Recently I got a topic suggestion from my classmate. She has a passionate interest in learning other countries’ culture, and wants me to introduce one of the 20th century composers from my country. Fortunately one best composer came in my mind: Unsuk Chin.

For a very brief introduce about her, she was born in Seoul, Korea in 1961. Since 1985, she has been living in German and studied composition under György Ligeti in Hamburg from 1985 to 1988. She won a number of esteemed composing competitions including the 1985 Gaudeamus Award, the 2004 Grawemeyer Award for Music Composition for her Violin Concerto, the 2005 Arnold Schoenberg Prize, the 2010 Prince Pierre Foundation Music Award, the 2012 Ho-Am Prize, the 2017 Wihuri Sibelius Prize.

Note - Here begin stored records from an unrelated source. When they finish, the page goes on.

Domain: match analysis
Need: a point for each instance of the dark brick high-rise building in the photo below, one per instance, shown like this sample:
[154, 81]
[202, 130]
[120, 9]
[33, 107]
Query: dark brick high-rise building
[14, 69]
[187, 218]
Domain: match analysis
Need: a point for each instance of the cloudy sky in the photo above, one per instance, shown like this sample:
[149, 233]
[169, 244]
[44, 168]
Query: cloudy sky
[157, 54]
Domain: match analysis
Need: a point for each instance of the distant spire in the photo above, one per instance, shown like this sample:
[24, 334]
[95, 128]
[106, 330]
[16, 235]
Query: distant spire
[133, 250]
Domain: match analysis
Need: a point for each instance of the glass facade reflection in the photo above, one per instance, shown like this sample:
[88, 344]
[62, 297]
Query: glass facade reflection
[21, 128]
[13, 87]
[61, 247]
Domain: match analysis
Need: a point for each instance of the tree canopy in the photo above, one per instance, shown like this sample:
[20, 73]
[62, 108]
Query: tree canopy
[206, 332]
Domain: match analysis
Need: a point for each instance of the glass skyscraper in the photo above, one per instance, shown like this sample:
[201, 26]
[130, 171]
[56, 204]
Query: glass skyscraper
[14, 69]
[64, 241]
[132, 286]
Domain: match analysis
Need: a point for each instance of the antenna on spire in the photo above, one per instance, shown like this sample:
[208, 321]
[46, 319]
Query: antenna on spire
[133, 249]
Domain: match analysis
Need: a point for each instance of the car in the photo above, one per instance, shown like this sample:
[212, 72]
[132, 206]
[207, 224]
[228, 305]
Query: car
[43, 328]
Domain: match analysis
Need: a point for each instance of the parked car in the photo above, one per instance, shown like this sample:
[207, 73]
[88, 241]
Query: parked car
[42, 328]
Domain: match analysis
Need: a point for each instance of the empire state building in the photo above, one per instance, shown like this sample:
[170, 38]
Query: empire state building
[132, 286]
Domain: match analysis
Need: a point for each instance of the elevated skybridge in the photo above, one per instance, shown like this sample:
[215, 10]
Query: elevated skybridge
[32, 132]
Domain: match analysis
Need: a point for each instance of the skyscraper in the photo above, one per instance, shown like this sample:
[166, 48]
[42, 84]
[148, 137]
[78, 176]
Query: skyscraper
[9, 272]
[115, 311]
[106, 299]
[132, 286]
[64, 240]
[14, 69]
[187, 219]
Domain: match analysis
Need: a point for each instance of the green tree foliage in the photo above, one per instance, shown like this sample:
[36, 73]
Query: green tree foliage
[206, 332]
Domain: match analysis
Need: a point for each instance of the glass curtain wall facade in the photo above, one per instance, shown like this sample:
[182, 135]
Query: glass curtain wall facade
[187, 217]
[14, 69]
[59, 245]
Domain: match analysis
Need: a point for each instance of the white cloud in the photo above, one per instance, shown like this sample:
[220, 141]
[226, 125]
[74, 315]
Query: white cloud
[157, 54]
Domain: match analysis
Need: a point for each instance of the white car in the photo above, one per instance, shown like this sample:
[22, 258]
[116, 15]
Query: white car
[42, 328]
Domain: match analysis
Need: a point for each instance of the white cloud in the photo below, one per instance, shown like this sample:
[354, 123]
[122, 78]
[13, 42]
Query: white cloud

My first experience of her composition was “Mad Tea-Party” from her opera, Alice in Wonderland played by Seoul Philharmonic Orchestra. I was around 17 and the short excerpt was quite shocking in a good way. With the short program note, I can imagine the manic tea-party of the scene in Alice in Wonderland. Because the music made such a huge impression, I can remember the music even though I listen to the music only once ten years ago. If you were wondering what I listened, here is the link! https://www.youtube.com/watch?v=44InGfrykBw

I would like to talk a little bit about her Gougalōn — Scenes from a street theatre. The music was inspired from her trip to China, Hong Kong and Guangzhou in 2008 and 2009. According to her composition description, she thought China was so similar with Seoul in 1960s when was after the Korean War and when the street was a big stage for street vendors, musicians and dancers, fortune-tellers, and traveling hawker. So she called her music “imaginary fork music.” Unlike Bartok or Liszt, Chin did not use any Asian folk tune, Asian five-tone scale, unique rhythm, or traditional instrument (except for Chinese gongs and Japanese temple bell). The music only depends on her memory of Seoul and Hong Kong and Guangzhou, but does not have oriental aspect.

New York Philharmonic Leon Levy Digital Archive — 2013 Apr 5 program note written by Unsuk Chin

In the 20th century class we talked a lot about folk music and plagiarism. Some people might doubt that it’s a folk element, but after listen to this, I think that the atmosphere, the scene, the memory of your own country could be the folk elements. For that reason I agree with and love her use of “imaginary folk music” for this work. I hope you also enjoy 1960s Seoul!